🤖 AI Summary
This study addresses the limitations of insufficient accuracy and structural detail in digital surface models (DSMs) generated from satellite stereo imagery by systematically integrating advanced learning-based stereo matching models—StereoAnywhere, MonSter, and Foundation Stereo—into the satellite photogrammetry pipeline for the first time. By designing image rectification strategies tailored to satellite imaging geometry and incorporating disparity polarity and range constraints, the method enables end-to-end DSM generation. Experiments demonstrate that the proposed approach significantly outperforms conventional algorithms across multiple satellite image datasets, yielding DSMs with richer geometric detail and clearer structural fidelity. The authors release open-source code to support large-scale Earth observation applications.

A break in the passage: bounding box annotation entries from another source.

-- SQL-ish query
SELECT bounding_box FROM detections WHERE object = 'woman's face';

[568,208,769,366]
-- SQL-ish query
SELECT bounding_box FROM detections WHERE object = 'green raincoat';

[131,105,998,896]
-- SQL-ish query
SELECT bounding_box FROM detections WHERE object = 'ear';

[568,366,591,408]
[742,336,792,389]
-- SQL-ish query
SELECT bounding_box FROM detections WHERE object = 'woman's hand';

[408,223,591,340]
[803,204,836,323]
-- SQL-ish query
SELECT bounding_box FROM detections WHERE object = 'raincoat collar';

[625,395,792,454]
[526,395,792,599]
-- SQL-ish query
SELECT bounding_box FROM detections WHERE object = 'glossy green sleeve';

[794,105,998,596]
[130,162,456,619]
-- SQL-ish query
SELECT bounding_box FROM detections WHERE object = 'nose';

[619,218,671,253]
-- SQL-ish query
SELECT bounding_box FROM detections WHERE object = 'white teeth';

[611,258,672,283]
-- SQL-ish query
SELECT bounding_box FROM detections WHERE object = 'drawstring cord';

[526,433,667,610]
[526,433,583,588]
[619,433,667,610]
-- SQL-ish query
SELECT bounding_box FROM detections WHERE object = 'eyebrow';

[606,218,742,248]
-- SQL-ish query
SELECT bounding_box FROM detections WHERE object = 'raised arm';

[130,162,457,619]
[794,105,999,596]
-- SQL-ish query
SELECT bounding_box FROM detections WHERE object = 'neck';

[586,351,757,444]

Although challenges remain in complex terrains such as dense vegetation and the mean absolute error (MAE) metric exhibits saturation effects, this work establishes an effective framework for deep learning–driven high-precision 3D reconstruction from satellite imagery.
📝 Abstract
Digital Surface Model generation from satellite imagery is a core task in Earth observation and is commonly addressed using classical stereoscopic matching algorithms in satellite pipelines as in the Satellite Stereo Pipeline (S2P). While recent learning-based stereo matchers achieve state-of-the-art performance on standard benchmarks, their integration into operational satellite pipelines remains challenging due to differences in viewing geometry and disparity assumptions. In this work, we integrate several modern learning-based stereo matchers, including StereoAnywhere, MonSter, Foundation Stereo, and a satellite fine-tuned variant of MonSter, into the Satellite Stereo Pipeline, adapting the rectification stage to enforce compatible disparity polarity and range. We release the corresponding code to enable reproducible use of these methods in large-scale Earth observation workflows. Experiments on satellite imagery show consistent improvements over classical cost-volume-based approaches in terms of Digital Surface Model accuracy, although commonly used metrics such as mean absolute error exhibit saturation effects. Qualitative results reveal substantially improved geometric detail and sharper structures, highlighting the need for evaluation strategies that better reflect perceptual and structural fidelity. At the same time, performance over challenging surface types such as vegetation remains limited across all evaluated models, indicating open challenges for learning-based stereo in natural environments.